The aim of this project is to compile a new corpus of edited American English prose printed in the United States during the calender year 1931 (+/- three years). This corpus will complement the existing Brown family of corpora as it represents a ‘prequel' to the Brown and Frown corpora.


The Brown family of corpora consists of several corpora modelled on the original Brown University corpus. The principal corpora are Brown (written American English, 1961), LOB (written British English, 1961), Frown (written American English, 1992), and FLOB (written British English, 1991). Another component has recently been compiled at Lancaster University ; Lancaster1931 (or B-LOB), the 1931 equivalent to LOB and FLOB.

The new corpus being assembled at the English Department of the University of Zurich, called B-Brown (‘before Brown'), will extend the chronological span of the Brown corpora, providing an empirical basis for researchers who want to examine American English as it was written in the first half of the twentieth century. Furthermore, it will allow researchers to investigate real-time changes in the usage of American English, since B-Brown data can be directly compared to data from the Brown and Frown corpora. It should be pointed out that there are not only thirty years between B-Brown (1931) and Brown (1961), but also a disastrous, world-altering event, namely World War II. Therefore it will be particularly interesting to see in how far this might have had an impact on the development of American English. Moreover, empirical data of American English in 1931 can shed new light on recent changes (i.e. grammatical changes revealed by the investigation of the 1961 and 1992 corpora). B-Brown can put these relatively short-term developments into a better perspective, as a third point in time will provide the possibility to reveal, substantiate, or undermine claims about their long-term evolution.
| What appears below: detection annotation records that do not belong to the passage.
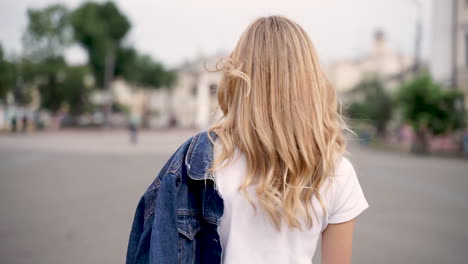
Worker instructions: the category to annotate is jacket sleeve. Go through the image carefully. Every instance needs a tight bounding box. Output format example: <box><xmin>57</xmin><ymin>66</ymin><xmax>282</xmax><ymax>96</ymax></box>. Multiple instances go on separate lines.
<box><xmin>126</xmin><ymin>154</ymin><xmax>175</xmax><ymax>264</ymax></box>
<box><xmin>126</xmin><ymin>138</ymin><xmax>192</xmax><ymax>264</ymax></box>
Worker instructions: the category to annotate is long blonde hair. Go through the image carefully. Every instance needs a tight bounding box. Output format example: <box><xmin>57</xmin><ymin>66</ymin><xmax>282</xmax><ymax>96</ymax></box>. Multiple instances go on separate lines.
<box><xmin>209</xmin><ymin>16</ymin><xmax>346</xmax><ymax>230</ymax></box>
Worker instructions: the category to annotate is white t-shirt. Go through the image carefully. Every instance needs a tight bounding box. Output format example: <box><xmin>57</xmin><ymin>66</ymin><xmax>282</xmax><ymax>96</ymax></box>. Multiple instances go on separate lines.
<box><xmin>214</xmin><ymin>141</ymin><xmax>368</xmax><ymax>264</ymax></box>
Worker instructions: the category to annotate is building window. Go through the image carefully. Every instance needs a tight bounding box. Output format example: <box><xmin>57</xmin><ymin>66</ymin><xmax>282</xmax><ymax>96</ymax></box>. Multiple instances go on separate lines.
<box><xmin>190</xmin><ymin>84</ymin><xmax>198</xmax><ymax>96</ymax></box>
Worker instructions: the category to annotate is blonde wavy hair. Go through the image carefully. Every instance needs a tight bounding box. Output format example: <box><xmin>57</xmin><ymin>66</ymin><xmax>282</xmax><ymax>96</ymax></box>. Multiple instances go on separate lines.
<box><xmin>209</xmin><ymin>16</ymin><xmax>347</xmax><ymax>230</ymax></box>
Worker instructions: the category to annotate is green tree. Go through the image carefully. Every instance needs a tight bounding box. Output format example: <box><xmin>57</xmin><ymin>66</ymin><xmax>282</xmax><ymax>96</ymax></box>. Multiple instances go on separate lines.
<box><xmin>19</xmin><ymin>4</ymin><xmax>78</xmax><ymax>111</ymax></box>
<box><xmin>348</xmin><ymin>78</ymin><xmax>393</xmax><ymax>136</ymax></box>
<box><xmin>397</xmin><ymin>73</ymin><xmax>465</xmax><ymax>152</ymax></box>
<box><xmin>23</xmin><ymin>4</ymin><xmax>72</xmax><ymax>62</ymax></box>
<box><xmin>0</xmin><ymin>45</ymin><xmax>16</xmax><ymax>101</ymax></box>
<box><xmin>71</xmin><ymin>2</ymin><xmax>130</xmax><ymax>89</ymax></box>
<box><xmin>116</xmin><ymin>47</ymin><xmax>176</xmax><ymax>89</ymax></box>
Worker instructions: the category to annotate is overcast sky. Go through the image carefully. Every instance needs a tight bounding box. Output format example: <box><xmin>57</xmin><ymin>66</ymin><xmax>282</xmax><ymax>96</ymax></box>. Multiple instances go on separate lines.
<box><xmin>0</xmin><ymin>0</ymin><xmax>434</xmax><ymax>66</ymax></box>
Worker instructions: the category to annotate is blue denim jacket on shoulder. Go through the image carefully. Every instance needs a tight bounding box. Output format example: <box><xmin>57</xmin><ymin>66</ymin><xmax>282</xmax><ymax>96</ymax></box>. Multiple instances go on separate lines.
<box><xmin>126</xmin><ymin>132</ymin><xmax>224</xmax><ymax>264</ymax></box>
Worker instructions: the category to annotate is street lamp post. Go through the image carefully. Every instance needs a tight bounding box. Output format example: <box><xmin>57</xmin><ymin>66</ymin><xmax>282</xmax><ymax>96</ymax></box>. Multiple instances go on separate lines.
<box><xmin>412</xmin><ymin>0</ymin><xmax>423</xmax><ymax>73</ymax></box>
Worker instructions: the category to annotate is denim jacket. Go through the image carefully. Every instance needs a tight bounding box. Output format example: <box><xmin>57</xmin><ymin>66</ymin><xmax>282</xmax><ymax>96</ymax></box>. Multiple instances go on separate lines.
<box><xmin>126</xmin><ymin>132</ymin><xmax>224</xmax><ymax>264</ymax></box>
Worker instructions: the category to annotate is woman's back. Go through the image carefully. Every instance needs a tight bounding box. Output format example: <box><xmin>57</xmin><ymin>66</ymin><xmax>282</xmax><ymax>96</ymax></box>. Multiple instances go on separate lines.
<box><xmin>214</xmin><ymin>142</ymin><xmax>368</xmax><ymax>264</ymax></box>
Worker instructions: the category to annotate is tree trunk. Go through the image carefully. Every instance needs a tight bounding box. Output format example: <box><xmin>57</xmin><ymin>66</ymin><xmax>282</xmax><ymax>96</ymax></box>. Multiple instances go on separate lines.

The Brown family of corpora has also been a major empirical resource for researchers interested in differences, commonalities and changes in British and American English. B-Brown represents a further element which can be used to trace and compare linguistic phenomena on both sides of the Atlantic.

Corpus Design

The design of B-Brown follows the model of the other corpora in the Brown family. It will consist of about one million words spread across 500 texts, i.e. each text sample consist of about 2,000 running words. The samples cover 15 different text categories (with further subdivisions), which range from newspaper reportage and academic writing to fiction prose, for example. Due to financial constraints and limited time, the sampling of B-Brown departs from the original procedure in that it permits a leeway of three years on either side of the target year (sampling is from 1928 to 1934 inclusive). Nonetheless, it is improbable that this change will diminish the utility of the corpus, and researchers involved in the compilation of the British English equivalent, the B-LOB corpus, have relied on the same method. Consequently their comparability should not be affected.

With regard to the periodicals used for sampling, the aim is to match them to the publications used in the other corpora, i.e. to use the exact same newspapers, journals etc. which were used in the Brown and Frown corpus. However, this is not always possible, e.g. when a particular periodical was not in print yet in 1931. In these cases we have to settle for other periodicals available for the specific time frame. The text-by-text equivalence of periodical sources in the corpus can obviously not apply to other categories, for instance fiction, where we have to rely on random selection within the desired category subdivision.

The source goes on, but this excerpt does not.